Dark Kitchen operators in Europe include Glovo, Deliveroo, KarmaKitchen and Curb.

  • Deliveroo plans to double the number of dark kitchens it has worldwide across this year.
  • Spanish delivery giant Glovo, 12x dark kitchens in Spain, Italy, Ukraine and Georgia, has “plans to expand to additional countries”
  • London based Karma Kitchen plans to open 53 sites across Europe in next 5 years
  • Belgian startup Deliverect and competitor Otter sell software to help restaurants manage online food orders
  • Virtual food brands include Future Foods and London-based Taster have set up ‘delivery-only' food brands across the continent
  • UK startup Kbox plans to roll out its delivery-only brands to 2,000 kitchens by mid-2022.

Can we rely on the moral compass of BigTech?

Earlier this year, an Italian court determined that "companies can be held liable even if an algorithm unintentionally discriminates against a protected group."


The AI in question was used by Deliveroo to rank and offer shifts to riders. It worked by making an assessment of a driver's "reliability".

If a driver failed to cancel a shift within 24 hours, they were determined to be unreliable and marked down. The court found this to be discriminatory because the algorithm failed to take any reasons or mitigating circumstances into account.

Last month, Garante, the Italian watchdog, ordered Foodinho to pay a €2.6 million fine and change their AI algorithms.

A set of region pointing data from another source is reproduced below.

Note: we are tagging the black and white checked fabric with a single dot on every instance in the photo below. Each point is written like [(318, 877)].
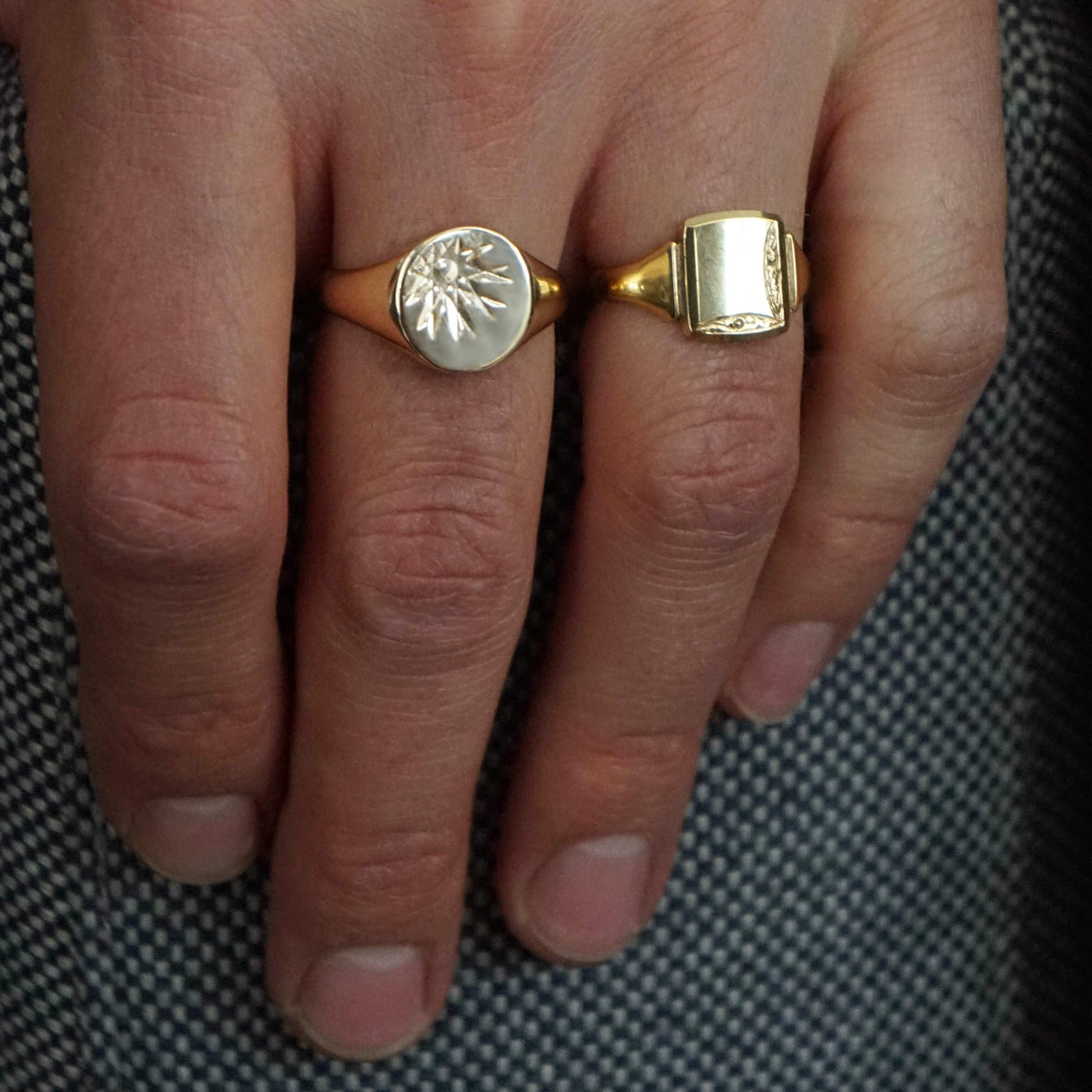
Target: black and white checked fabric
[(890, 892)]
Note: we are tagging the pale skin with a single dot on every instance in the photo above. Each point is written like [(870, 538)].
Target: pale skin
[(192, 162)]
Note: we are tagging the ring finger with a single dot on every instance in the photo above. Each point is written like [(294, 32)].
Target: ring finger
[(689, 457)]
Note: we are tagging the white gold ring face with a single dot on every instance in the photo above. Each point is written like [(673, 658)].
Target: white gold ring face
[(464, 299)]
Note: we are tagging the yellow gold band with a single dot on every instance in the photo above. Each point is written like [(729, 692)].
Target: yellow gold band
[(733, 274)]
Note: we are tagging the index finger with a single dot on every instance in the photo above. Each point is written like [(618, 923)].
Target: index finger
[(164, 294)]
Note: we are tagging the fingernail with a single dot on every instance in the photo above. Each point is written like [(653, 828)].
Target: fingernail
[(197, 840), (364, 1003), (779, 672), (588, 901)]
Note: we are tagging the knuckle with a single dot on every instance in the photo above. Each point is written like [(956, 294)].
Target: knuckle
[(636, 766), (192, 507), (187, 738), (855, 545), (718, 471), (437, 561), (404, 871), (943, 353)]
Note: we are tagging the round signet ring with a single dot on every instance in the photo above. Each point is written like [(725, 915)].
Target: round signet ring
[(733, 274), (460, 301)]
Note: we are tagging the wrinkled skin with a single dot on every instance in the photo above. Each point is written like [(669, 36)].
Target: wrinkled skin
[(192, 161)]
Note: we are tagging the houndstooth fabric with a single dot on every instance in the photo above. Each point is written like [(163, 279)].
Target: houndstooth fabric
[(886, 893)]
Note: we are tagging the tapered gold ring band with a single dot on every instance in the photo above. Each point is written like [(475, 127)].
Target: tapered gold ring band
[(460, 301), (732, 274)]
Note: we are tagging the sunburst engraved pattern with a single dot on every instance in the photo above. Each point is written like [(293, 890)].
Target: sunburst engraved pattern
[(449, 281)]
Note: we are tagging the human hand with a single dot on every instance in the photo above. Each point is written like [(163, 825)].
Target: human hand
[(191, 160)]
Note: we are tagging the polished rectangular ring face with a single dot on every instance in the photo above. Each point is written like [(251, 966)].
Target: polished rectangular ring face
[(734, 273)]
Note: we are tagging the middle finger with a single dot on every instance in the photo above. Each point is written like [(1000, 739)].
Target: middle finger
[(422, 525)]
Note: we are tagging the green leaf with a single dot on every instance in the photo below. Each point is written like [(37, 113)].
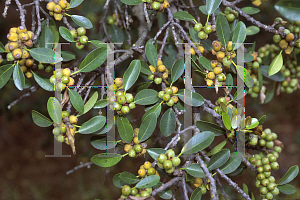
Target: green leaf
[(93, 125), (252, 30), (154, 152), (116, 34), (101, 104), (279, 77), (275, 65), (226, 121), (103, 143), (195, 170), (168, 122), (19, 78), (289, 175), (82, 21), (40, 119), (290, 9), (147, 182), (131, 2), (239, 35), (75, 3), (54, 110), (146, 97), (93, 60), (218, 159), (106, 159), (177, 70), (223, 30), (208, 126), (232, 163), (45, 55), (43, 81), (131, 74), (67, 56), (286, 189), (205, 63), (250, 10), (190, 98), (217, 148), (151, 53), (89, 104), (147, 127), (183, 16), (212, 5), (125, 129), (76, 100), (46, 37), (198, 142), (128, 178), (5, 73), (197, 194)]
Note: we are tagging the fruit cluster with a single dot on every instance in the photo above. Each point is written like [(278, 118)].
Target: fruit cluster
[(169, 95), (59, 132), (127, 190), (168, 161), (159, 72), (80, 37), (58, 9), (204, 31), (231, 14), (135, 148), (121, 102)]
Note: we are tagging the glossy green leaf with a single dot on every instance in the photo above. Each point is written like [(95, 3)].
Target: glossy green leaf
[(106, 159), (82, 21), (147, 127), (5, 73), (195, 170), (146, 97), (131, 74), (19, 78), (148, 182), (232, 163), (154, 152), (54, 110), (289, 175), (250, 10), (151, 53), (92, 125), (208, 126), (125, 129), (275, 65), (131, 2), (76, 100), (218, 159), (183, 16), (198, 142), (286, 189), (190, 98), (93, 60), (177, 70), (222, 29), (45, 55), (205, 63), (43, 81), (290, 9), (239, 35), (168, 122), (40, 119), (212, 5), (89, 104), (75, 3)]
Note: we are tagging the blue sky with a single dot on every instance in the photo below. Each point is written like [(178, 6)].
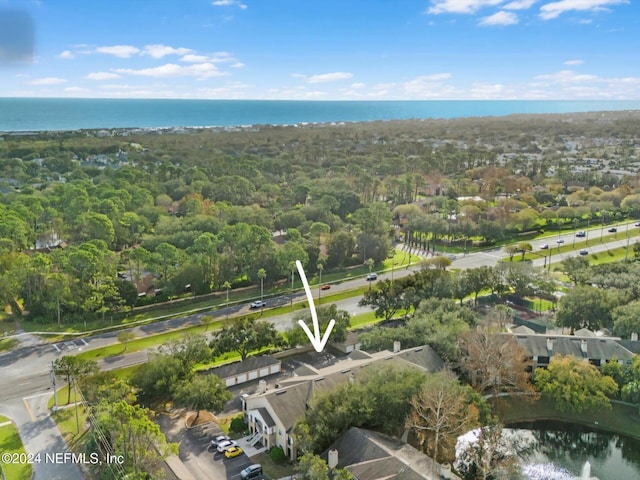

Foodinho is a delivery firm owned by Spanish startup Glovo. The watchdog had look at the management of Foodinho's 19,000 riders and decided that they unfairly discriminated against the gig workers.

You may recall that last year a court in Spain ruled that "workers were employees and not freelancers" in a case that upset the apple cart for the tech firms in the gig sector.

The firm in question was also Glovo.

As a result, Madrid is currently proposing legislation to give unions access to the algorithms that tech companies use to manage their workforces.

Across the European Union, the EU has initiated an open consultation on this whole issue and protecting workers rights. In the UK, the Supreme Court ruled that Uber drivers are entitled to worker rights, such as the minimum wage.